First and foremost, have nice showy flowers that are a good nectar source. Butterflies are attracted to red, orange, yellow, pink and purple flowers in particular, however the white flowering butterfly bush in my yard also has plenty of butterflies. These flowers should also have short flower tubes so the butterfly can feed on the nectar. You will also want to have different plants blooming throughout the season so butterflies can have a continuous supply of nectar.

Plants used to attract butterflies should be placed in full sun. Most butterflies feed only in full sun and concentrate their feeding from mid morning until mid afternoon. Butterflies will also use the sun to warm themselves on cool mornings

Another way to attract butterflies is to have something for their caterpillar young to feed on. Many butterfly species are very picky about where they lay their eggs. Monarch butterflies prefer to lay their eggs on milkweed, while the very abundant eastern tiger swallowtails like to lay their eggs on wild black cherries, ash, and tulip trees. Of course, you are going to have to tolerate feeding damage caused by the caterpillars.

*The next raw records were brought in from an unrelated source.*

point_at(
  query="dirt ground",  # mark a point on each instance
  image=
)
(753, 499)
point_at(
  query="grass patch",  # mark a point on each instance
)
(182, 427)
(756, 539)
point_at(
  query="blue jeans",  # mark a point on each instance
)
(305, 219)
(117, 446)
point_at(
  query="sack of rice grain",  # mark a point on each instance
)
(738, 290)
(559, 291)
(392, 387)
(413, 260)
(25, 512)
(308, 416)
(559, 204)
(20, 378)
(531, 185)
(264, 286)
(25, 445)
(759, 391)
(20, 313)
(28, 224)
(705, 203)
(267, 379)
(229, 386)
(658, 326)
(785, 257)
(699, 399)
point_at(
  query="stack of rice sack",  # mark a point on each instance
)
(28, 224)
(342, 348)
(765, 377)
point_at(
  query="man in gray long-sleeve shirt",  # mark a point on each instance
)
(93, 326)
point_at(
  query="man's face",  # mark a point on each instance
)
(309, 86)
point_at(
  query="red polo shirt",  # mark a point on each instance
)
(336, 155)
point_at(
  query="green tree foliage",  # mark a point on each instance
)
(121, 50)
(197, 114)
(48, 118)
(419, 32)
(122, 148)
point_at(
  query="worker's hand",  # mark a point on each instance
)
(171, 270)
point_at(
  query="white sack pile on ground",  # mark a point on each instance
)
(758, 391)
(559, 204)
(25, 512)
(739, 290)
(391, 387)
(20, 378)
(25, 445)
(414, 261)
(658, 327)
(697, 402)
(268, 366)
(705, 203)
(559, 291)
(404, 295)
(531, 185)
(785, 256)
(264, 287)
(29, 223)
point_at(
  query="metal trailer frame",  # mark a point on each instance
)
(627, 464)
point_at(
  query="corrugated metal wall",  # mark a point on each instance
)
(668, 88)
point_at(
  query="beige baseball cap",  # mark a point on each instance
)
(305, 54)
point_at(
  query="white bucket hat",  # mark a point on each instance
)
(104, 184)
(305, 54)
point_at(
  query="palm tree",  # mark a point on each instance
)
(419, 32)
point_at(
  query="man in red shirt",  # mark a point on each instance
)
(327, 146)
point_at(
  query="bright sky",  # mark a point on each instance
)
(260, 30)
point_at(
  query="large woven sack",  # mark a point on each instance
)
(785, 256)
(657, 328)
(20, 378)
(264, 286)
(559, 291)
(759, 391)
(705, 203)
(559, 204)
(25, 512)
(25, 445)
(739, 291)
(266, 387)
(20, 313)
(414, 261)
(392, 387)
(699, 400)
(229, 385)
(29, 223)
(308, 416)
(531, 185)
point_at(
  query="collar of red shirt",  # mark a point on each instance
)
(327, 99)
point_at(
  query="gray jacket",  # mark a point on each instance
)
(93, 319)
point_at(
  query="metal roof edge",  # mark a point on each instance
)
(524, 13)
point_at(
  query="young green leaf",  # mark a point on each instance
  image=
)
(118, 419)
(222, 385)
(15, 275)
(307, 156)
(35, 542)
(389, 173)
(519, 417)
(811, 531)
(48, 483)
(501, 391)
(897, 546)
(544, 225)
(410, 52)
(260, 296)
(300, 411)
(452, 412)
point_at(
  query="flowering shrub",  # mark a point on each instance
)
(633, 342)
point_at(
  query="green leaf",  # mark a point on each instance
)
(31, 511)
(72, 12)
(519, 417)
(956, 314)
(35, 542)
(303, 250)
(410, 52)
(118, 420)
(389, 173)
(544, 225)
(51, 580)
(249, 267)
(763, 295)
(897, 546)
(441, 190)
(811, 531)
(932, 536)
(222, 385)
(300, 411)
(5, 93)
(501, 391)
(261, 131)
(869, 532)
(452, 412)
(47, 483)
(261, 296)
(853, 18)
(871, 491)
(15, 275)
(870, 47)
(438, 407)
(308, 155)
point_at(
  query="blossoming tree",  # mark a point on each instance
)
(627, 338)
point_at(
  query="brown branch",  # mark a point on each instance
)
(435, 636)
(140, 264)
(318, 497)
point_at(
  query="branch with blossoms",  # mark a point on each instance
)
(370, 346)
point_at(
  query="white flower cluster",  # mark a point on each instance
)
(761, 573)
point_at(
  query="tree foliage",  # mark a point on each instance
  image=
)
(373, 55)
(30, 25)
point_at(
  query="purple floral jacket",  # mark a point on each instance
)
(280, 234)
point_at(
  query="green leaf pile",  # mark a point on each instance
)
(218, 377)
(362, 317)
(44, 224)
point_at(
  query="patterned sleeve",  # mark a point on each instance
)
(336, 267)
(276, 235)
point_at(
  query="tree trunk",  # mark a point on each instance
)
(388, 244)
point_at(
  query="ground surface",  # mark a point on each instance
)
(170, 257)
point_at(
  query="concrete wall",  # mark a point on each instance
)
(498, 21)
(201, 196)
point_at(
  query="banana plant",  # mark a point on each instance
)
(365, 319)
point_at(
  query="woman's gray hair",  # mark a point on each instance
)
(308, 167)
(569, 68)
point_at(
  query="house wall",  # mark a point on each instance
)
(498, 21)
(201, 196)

The web has a wealth of information on which plants are hosts for both adult and caterpillar butterfly species. The NC State horticultural department has a list of plants at https://www.ces.ncsu.edu/depts/hort/consumer/factsheets/butterflies.

Lastly, never use insecticides on, or around, plants used for attracting butterflies. Butterflies, and their young, are susceptible to a wide variety of insecticides. Even the relatively mild insecticide Bacillus thuringiensis, which is used by many vegetable gardeners, is lethal to caterpillars.